Chapter 5 – Reliability: Conceptual Basis
Overview of reliability and classical test theory
- Reliable: ability to reflect real psychological differences accurately. Continuum of
reliability.
- Classical test theory (CTT): measurement theory that defines conceptual basis of
reliability + outlines procedures for estimating reliability of psychological measures.
o Observed scores: values obtained from measurement of characteristic.
o True scores (signal): real amount of characteristic. Observed scores interpreted
as good estimates of true scores, because most research are intended to
reflect true psychological characteristics.
o Reliability (signal/signal+noise): reflects extent to which differences in
respondents’ test scores are function of their true psychological differences, as
opposed to measurement error. Is an unobserved feature of test scores
estimate (compare intelligence).
o Measurement error (signal + noise): extent to which ‘other’ characteristics
contribute to differences in observed scores create inconsistency between
observed + true scores.

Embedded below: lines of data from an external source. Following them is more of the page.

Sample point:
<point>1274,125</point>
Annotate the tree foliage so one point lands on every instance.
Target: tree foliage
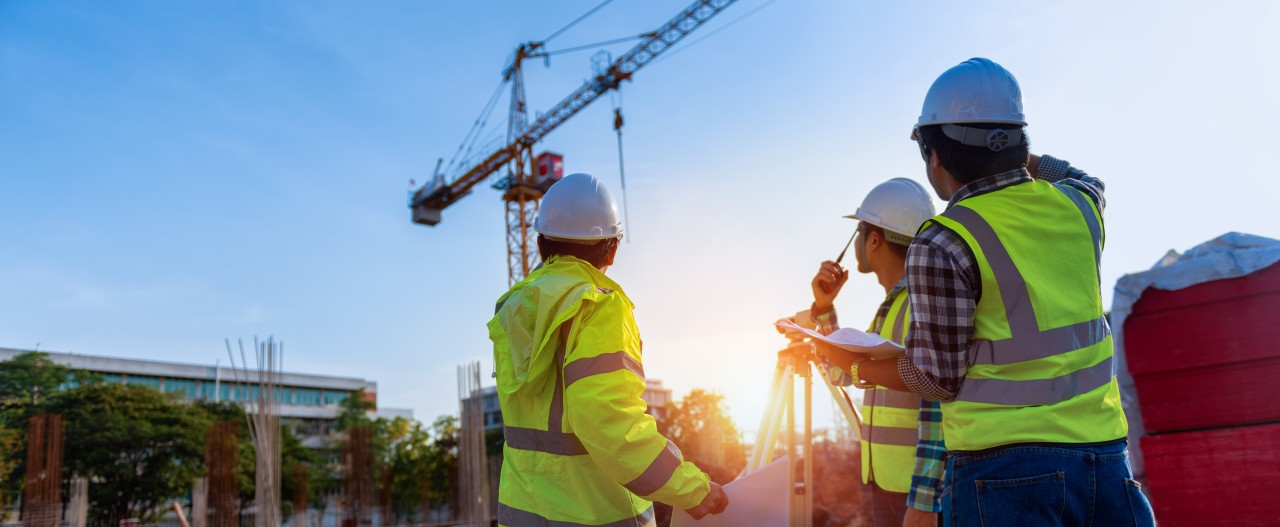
<point>700,426</point>
<point>141,448</point>
<point>137,445</point>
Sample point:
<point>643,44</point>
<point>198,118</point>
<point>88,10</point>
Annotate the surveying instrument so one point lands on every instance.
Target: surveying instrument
<point>796,360</point>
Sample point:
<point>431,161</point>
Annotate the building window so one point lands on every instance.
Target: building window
<point>332,397</point>
<point>183,386</point>
<point>306,397</point>
<point>145,380</point>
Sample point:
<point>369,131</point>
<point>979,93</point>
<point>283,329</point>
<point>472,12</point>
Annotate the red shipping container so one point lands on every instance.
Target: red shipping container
<point>1215,477</point>
<point>1207,356</point>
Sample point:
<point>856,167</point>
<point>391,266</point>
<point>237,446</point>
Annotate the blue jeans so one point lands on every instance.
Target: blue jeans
<point>1050,485</point>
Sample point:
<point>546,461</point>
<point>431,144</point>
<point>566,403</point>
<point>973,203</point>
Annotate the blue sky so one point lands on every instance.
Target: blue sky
<point>178,173</point>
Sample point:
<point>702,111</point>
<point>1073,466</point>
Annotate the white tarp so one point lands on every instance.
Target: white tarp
<point>1230,255</point>
<point>758,499</point>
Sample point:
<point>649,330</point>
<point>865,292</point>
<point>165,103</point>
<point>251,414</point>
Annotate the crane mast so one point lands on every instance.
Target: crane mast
<point>522,189</point>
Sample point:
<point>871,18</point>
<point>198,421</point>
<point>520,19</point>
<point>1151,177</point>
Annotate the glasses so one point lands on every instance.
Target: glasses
<point>919,142</point>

Score is never perfectly reliable, always some error;
BUT: hard to find all sources of measurement error (e.g., measuring babies’
length affected by amount of squirming, or different nurses measuring babies).

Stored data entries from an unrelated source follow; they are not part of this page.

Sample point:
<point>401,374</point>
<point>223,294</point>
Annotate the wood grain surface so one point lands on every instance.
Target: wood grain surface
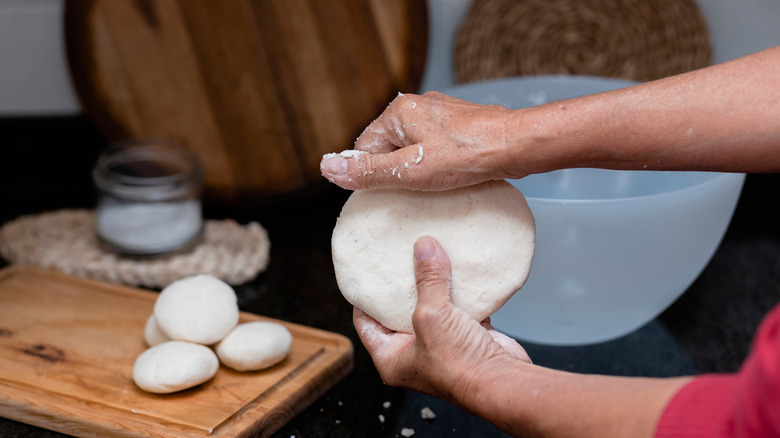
<point>67,349</point>
<point>261,89</point>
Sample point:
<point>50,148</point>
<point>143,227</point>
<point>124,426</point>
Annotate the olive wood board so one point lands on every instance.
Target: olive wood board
<point>67,349</point>
<point>259,89</point>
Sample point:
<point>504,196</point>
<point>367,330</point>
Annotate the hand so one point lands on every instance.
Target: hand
<point>428,142</point>
<point>449,351</point>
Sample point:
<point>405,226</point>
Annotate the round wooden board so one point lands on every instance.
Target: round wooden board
<point>260,89</point>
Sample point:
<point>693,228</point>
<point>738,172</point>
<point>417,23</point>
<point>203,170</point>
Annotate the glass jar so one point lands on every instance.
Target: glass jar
<point>148,197</point>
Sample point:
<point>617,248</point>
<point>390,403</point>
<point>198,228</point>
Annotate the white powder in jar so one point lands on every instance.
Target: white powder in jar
<point>149,227</point>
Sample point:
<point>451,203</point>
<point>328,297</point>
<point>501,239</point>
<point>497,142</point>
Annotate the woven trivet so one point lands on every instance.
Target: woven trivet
<point>65,240</point>
<point>630,39</point>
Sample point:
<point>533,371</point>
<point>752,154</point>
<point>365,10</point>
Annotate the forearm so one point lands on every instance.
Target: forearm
<point>528,400</point>
<point>723,118</point>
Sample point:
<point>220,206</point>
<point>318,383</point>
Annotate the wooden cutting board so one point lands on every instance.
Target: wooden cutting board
<point>67,349</point>
<point>261,89</point>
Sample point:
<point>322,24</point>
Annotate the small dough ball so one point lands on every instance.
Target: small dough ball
<point>201,309</point>
<point>153,334</point>
<point>254,346</point>
<point>173,366</point>
<point>487,230</point>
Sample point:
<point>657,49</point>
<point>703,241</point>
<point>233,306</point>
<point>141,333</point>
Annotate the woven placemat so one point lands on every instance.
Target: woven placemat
<point>630,39</point>
<point>65,240</point>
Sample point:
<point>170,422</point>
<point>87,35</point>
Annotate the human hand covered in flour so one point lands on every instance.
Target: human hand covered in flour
<point>427,142</point>
<point>448,350</point>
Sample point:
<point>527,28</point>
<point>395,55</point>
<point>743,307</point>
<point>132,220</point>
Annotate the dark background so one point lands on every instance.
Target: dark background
<point>46,165</point>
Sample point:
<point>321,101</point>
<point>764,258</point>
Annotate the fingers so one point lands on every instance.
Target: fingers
<point>372,334</point>
<point>510,345</point>
<point>433,273</point>
<point>354,170</point>
<point>380,342</point>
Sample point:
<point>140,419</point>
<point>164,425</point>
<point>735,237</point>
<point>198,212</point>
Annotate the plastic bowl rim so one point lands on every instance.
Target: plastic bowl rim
<point>717,179</point>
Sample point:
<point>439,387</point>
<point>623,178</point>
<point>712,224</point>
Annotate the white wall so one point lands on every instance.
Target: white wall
<point>34,78</point>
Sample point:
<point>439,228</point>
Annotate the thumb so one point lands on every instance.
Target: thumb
<point>433,272</point>
<point>355,169</point>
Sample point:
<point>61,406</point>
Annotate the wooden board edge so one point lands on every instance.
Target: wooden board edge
<point>330,365</point>
<point>254,421</point>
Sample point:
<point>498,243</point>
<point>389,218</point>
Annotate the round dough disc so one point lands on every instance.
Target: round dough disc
<point>173,366</point>
<point>487,231</point>
<point>253,346</point>
<point>201,309</point>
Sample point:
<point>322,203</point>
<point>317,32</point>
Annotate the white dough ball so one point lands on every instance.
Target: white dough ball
<point>153,334</point>
<point>253,346</point>
<point>173,366</point>
<point>201,309</point>
<point>487,231</point>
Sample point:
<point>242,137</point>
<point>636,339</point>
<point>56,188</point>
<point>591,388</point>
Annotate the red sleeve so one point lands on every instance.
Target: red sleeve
<point>741,405</point>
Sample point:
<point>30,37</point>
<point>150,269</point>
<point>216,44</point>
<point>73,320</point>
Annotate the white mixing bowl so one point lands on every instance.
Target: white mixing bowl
<point>614,248</point>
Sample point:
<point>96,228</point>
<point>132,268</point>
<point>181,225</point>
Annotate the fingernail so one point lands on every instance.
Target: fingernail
<point>424,249</point>
<point>334,164</point>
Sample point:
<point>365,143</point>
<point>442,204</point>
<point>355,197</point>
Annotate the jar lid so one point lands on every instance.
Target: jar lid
<point>148,170</point>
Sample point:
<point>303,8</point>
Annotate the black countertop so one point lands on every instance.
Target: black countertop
<point>708,329</point>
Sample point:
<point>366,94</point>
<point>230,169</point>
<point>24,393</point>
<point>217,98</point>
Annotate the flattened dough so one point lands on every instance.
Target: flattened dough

Observed scores, true scores, and measurement error
- Reliability depends on:
o Extent to which differences in test scores can be attributed to real inter- or
intra-individual differences.
o Extent to which differences in test scores are function of measurement error.
- CTT: observed score is true score + error
o Assumption about measurement error: error occurs as if it’s random = just as
likely to inflate any score as to decrease score. Simply chance to score
higher/lower due to error independent from true scores, because error can
influence every true score, whether it is high or low.
Error tends to cancel itself out across respondents = inflates scores of
some respondents + deflates of other average effect of error = 0.
Error scores are uncorrelated with true scores: still affecting observed
scores, independent of level of true score.